24.2

Key Translation Center (KTC)

  • Trusted server for secure communication between parties without a direct key.

  • Key Wrapping and Unwrapping: KTC receives wrapped keys from one entity and unwraps/rewraps using different symmetric keys for another entity.

  • Facilitates long-term key sharing with KTC to ensure secure communication.

  • Can utilize symmetric-key certificates to prevent storing user secrets securely.

Key Distribution Center (KDC)

  • Trusted server similar to KTC, generates and distributes session keys.

  • Components:

    • Authentication Service (AS): Verifies user identity and issues Ticket Granting Tickets (TGTs).

    • Ticket Granting Service (TGS): Issues service tickets upon TGT presentation for network resource access.

  • Process: Initial login for TGT, then request access via TGS.

Symmetric Key Distribution via Asymmetric Encryption

  • Public key systems not efficient for large data encryption; used for secret key distribution instead.

Public-Key Distribution of Secret Keys

  1. Initiator A encrypts a message to responder B using B's public key.

  2. Responder B replies, verifying A by sending back A's nonce and a new nonce.

  3. A returns the new nonce encrypted with B's public key.

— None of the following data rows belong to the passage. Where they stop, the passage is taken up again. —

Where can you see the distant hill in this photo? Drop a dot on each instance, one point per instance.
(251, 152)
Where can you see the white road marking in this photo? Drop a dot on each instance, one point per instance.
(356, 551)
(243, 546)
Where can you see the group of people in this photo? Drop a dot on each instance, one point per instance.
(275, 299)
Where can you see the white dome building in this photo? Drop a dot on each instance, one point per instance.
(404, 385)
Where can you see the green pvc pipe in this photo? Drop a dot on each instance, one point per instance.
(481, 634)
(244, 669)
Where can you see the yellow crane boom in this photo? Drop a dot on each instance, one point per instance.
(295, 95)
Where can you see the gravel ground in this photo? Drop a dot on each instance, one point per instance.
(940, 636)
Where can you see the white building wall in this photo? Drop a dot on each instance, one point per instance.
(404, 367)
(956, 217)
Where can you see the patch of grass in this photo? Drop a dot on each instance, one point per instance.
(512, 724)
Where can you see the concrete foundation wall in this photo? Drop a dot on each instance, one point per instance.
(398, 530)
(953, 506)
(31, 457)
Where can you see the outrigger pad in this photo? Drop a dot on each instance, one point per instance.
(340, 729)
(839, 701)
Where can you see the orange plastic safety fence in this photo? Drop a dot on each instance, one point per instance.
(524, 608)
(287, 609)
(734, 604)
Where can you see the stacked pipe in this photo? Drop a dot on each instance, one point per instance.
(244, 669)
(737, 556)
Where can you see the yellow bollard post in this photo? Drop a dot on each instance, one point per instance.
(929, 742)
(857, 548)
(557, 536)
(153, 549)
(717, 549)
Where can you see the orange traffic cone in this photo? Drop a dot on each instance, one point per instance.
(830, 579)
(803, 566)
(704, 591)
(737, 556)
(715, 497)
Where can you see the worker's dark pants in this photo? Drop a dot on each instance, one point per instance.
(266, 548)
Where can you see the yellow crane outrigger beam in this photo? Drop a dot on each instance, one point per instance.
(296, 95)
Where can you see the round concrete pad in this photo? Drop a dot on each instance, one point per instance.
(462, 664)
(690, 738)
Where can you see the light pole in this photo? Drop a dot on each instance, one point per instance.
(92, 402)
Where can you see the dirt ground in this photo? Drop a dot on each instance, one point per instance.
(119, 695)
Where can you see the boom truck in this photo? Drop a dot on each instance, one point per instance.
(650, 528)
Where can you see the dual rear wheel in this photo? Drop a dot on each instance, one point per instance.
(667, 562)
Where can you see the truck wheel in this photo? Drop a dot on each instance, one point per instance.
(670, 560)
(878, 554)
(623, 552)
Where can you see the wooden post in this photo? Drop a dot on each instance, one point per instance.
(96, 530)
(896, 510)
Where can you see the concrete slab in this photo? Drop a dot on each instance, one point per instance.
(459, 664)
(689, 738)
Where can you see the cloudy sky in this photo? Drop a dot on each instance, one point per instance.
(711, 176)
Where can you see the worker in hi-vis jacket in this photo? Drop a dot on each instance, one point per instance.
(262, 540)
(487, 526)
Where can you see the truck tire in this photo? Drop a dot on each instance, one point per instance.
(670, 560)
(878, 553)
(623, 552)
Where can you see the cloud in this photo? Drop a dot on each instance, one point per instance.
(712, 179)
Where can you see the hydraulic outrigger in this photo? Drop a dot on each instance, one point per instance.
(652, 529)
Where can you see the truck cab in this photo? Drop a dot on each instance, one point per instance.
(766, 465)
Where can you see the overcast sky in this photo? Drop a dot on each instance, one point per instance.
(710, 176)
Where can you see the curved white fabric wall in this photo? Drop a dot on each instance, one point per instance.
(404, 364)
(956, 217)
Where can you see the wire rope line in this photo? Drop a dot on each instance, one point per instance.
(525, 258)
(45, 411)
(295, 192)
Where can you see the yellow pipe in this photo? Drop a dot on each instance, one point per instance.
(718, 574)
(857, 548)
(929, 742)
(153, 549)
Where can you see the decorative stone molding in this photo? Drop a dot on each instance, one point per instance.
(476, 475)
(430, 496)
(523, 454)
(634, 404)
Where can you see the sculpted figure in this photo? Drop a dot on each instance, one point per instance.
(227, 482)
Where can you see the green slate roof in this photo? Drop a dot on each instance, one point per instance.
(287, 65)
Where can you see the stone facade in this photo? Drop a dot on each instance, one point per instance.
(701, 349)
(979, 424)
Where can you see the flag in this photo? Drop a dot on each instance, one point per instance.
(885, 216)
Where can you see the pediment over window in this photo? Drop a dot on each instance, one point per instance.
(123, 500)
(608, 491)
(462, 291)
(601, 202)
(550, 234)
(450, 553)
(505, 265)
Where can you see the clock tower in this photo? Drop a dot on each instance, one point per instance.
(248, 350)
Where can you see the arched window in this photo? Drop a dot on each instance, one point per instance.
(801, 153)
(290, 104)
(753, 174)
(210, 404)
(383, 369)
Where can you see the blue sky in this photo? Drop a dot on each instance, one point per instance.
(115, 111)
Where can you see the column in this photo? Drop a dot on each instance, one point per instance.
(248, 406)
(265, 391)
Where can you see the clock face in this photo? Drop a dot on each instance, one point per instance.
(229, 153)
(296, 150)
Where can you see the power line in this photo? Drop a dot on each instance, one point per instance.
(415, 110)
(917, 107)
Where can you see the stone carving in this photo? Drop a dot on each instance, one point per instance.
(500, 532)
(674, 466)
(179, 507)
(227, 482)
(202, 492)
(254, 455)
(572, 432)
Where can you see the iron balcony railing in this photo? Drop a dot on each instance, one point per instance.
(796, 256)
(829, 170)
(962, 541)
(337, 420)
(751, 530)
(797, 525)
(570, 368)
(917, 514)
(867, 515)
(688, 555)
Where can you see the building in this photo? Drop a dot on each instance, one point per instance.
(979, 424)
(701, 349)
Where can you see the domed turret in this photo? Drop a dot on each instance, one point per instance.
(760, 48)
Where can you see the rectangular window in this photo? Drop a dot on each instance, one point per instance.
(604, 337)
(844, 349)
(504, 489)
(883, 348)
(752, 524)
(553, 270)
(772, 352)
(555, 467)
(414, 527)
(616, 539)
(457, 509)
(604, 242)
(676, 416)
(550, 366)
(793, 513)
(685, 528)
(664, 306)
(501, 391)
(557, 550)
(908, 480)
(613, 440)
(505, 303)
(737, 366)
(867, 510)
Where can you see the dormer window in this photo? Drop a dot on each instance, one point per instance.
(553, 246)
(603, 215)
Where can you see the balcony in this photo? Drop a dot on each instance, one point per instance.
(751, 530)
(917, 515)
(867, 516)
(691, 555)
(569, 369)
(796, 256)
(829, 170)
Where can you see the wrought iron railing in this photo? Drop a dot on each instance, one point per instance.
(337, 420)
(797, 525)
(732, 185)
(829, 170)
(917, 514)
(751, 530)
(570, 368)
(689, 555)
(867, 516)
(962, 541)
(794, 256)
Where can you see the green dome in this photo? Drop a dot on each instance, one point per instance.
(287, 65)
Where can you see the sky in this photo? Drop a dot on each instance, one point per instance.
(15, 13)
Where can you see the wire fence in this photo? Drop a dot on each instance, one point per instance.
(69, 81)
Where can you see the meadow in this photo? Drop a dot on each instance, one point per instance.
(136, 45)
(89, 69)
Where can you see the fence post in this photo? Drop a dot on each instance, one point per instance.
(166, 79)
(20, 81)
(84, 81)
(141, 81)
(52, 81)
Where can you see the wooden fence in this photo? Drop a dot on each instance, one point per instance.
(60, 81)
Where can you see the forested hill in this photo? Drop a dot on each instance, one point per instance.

  4. A sends a secret key to B securely.

  5. B retrieves the secret key using decryption.

Public Key Certificates

  • Verifies ownership of public keys; contains public key, owner identifier, and CA's signature.

  • Participants can securely exchange keys without a public-key authority contact.

  • Requirements for validity and trust include ability to read, verify origin, and time validity.

X.509 Certificates

  • Standard format for public key certificates, extensively used in protocols like TLS/SSL.

  • Defines a framework for authentication services and includes essential details like serial number, issuer information, validity period, and subject's public key.

  • Signed by a trusted certification authority ensuring validity.

  • Each certificate includes unique identifiers and possible extensions.

Basic Structure of X.509 Certificate

  • Version: Indicates the version of the standard.

  • Serial Number: Unique ID from the Certificate Authority.

  • Issuer Name: Name of the CA.

  • Validity Period: Start and end dates for certificate validity.

  • Subject Public Key Info: Contains the public key and corresponding algorithm used.